Decía el poeta y crítico Julio Huasi: “Lo más trascendente que deja el mensaje de Covacevich, es que demuestra un camino para el cine nacional, un camino que nuestros cineastas se han negado a recorrer. La ciudad, con sus contradicciones, sus lujos y miserias, sus indudables contrastes, aparece en todas direcciones. Y después, el subdesarrollo, la miseria, la soledad, el no-amor, la esclavitud”. Hay algunas escenas que recuerdan otras películas chilenas posteriores, un tren hecho por niños nos lleva a Cien niños esperando un tren (Ignacio Agüero, 1988); las caras de pesadumbre de algunos niños a Largo viaje, estrenada meses después; los bares colmados y los tomadores solitarios a Tres tristes tigres. Si bien Morir un poco viene precedida por obras como Isla de Pascua (1965) de Yankovic-Di Lauro (luego de sus varios cortometrajes) o las películas realizadas en el Centro de Cine Experimental de la Universidad de Chile, su éxito tanto en taquilla como festivales, le dio otra escala al cine de ficción chileno -sobre todo a ese con tintes de realismo- que en los años posteriores tendría sus mejores películas.

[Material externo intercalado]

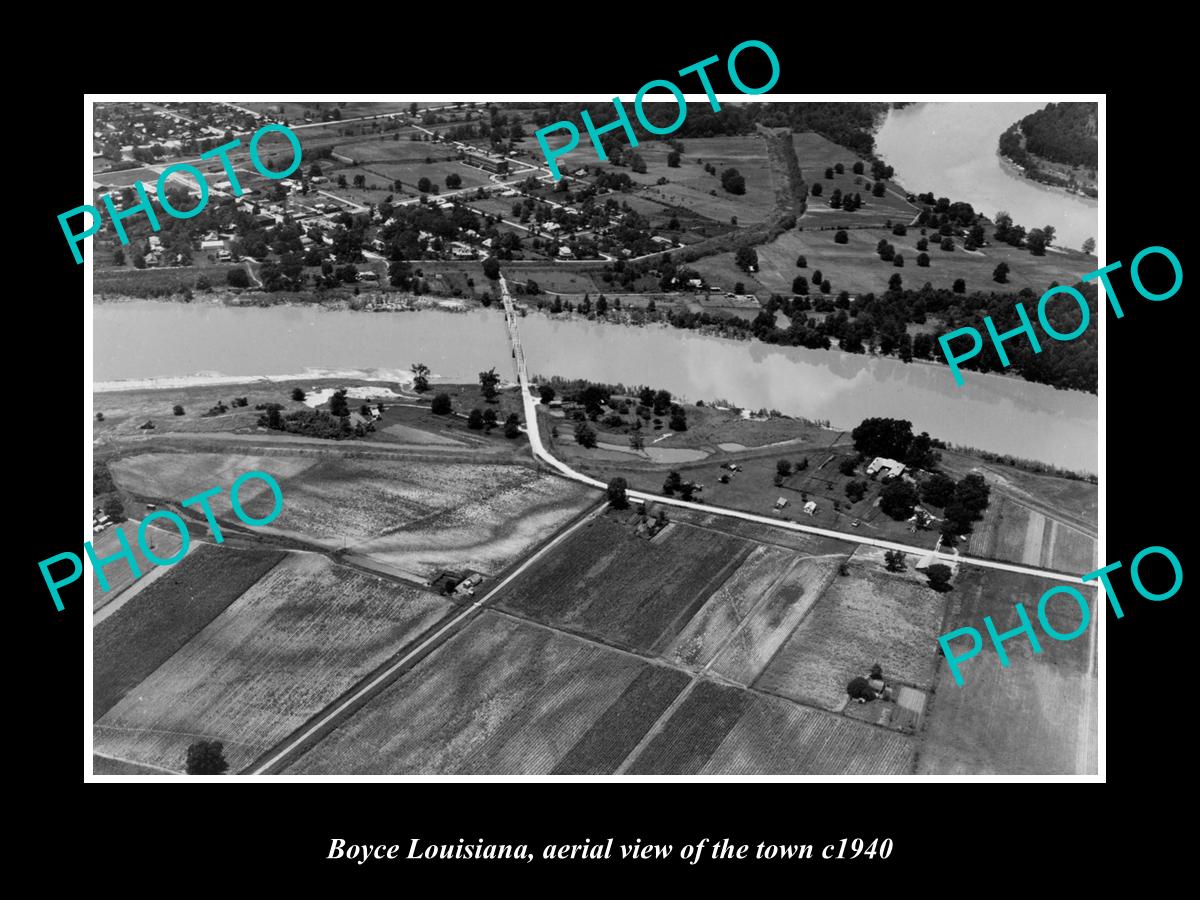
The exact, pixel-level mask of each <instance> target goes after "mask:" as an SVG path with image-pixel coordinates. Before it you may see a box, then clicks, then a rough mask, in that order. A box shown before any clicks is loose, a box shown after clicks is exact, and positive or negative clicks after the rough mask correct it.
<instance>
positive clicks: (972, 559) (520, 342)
mask: <svg viewBox="0 0 1200 900" xmlns="http://www.w3.org/2000/svg"><path fill="white" fill-rule="evenodd" d="M500 296H502V298H503V300H504V322H505V325H506V326H508V330H509V342H510V343H511V346H512V353H514V360H515V362H516V370H517V380H520V382H521V394H522V398H523V401H524V413H526V431H527V433H528V436H529V445H530V446H532V448H533V454H534V456H535V457H536V458H539V460H541V461H542V462H545V463H546V464H547V466H551V467H552V468H554V469H556V470H557V472H558V473H559V474H562V475H564V476H565V478H569V479H571V480H572V481H580V482H581V484H584V485H589V486H592V487H599V488H601V490H604V488H606V487H607V485H606V484H605V482H604V481H599V480H598V479H594V478H590V476H588V475H584V474H582V473H580V472H576V470H575V469H572V468H571V467H570V466H568V464H566V463H564V462H563V461H560V460H558V458H556V457H554V456H553V454H551V452H550V451H548V450H547V449H546V446H545V445H544V444H542V442H541V433H540V430H539V425H538V402H539V401H538V398H535V397H534V396H533V394H532V391H530V386H529V374H528V371H527V370H526V361H524V348H523V347H522V346H521V334H520V331H518V329H517V314H516V310H515V308H514V306H512V298H511V296H510V294H509V286H508V281H506V280H505V278H504V276H503V275H502V276H500ZM628 496H630V497H632V498H635V499H640V500H647V502H653V503H661V504H662V505H665V506H682V508H684V509H690V510H696V511H697V512H708V514H710V515H718V516H726V517H728V518H740V520H743V521H745V522H755V523H756V524H764V526H770V527H772V528H782V529H785V530H790V532H803V533H805V534H820V535H821V536H823V538H836V539H838V540H844V541H850V542H851V544H865V545H869V546H872V547H881V548H884V550H899V551H902V552H905V553H916V554H917V556H920V557H926V556H934V557H935V558H937V559H942V560H944V562H947V563H949V564H952V565H953V564H956V563H961V564H965V565H977V566H980V568H984V569H998V570H1001V571H1006V572H1019V574H1021V575H1037V576H1040V577H1054V578H1061V580H1063V581H1066V582H1069V583H1074V582H1078V581H1079V574H1078V572H1076V574H1072V572H1057V571H1050V570H1046V569H1032V568H1030V566H1026V565H1016V564H1015V563H1000V562H996V560H992V559H978V558H976V557H966V556H962V554H961V553H946V552H942V551H936V552H935V551H930V550H929V548H926V547H913V546H910V545H907V544H898V542H896V541H886V540H880V539H877V538H864V536H863V535H860V534H847V533H845V532H834V530H832V529H829V528H817V527H816V526H805V524H800V523H799V522H785V521H780V520H778V518H770V517H768V516H757V515H755V514H752V512H742V511H740V510H731V509H726V508H724V506H709V505H707V504H703V503H692V502H689V500H680V499H678V498H676V497H662V496H660V494H652V493H644V492H642V491H629V492H628Z"/></svg>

Por lo tanto la repatriación de su obra es un acontecimiento importante, esperado por años y solo posible gracias a la iniciativa de la Cineteca Nacional. Ahora la Cineteca en sus laboratorios pasará las cinco películas de Covacevich por esa máquina gigante que nos permitirá en el futuro verlas en una óptima calidad, ojalá nuevamente en sus salas.

“Todos los días el hombre sale a la calle a morir un poco, en vez de salir a vivir. De la casa al trabajo, del trabajo a la casa. Y una vez al año, a la playa. Todos los días, la presión de las cosas, de los objetos: vea, vea, vea; compre, compre, compre; vaya, vaya… ¡Y eso está tan lejos, cada día más lejos! Al hombre, que va muriendo un poco, solo le queda una fútil rebelión”.

Cuando leo esas palabras que dijo Covacevich en la revista Ecran, pienso “por lo menos este hombre común podía salir de su casa”. Sin embargo, nos parecemos; y es que ahora pareciese que el único margen de acción que nos queda es una fútil rebelión individual, ya sea como preámbulo a la rebelión colectiva o a una extinción definitiva. Es justo ahí, en el final, donde todos somos ese hombre común muriendo un poco, mucho o nada, según el pétalo que quede en la flor, marchita y privada de sol, que adorna como puede nuestros tristes días de encierro.

 

Título original: Morir un Poco. Dirección: Álvaro Covacevich. Guion: Álvaro Covacevich. Producción: Álvaro Covacevich. Fotografía: Óscar Gómez. Montaje: Alfredo Levinsky. Sonido: Mauricio Molina. Música: Álvaro Covacevich. País: Chile. Año: 1966. Duración: 69 min.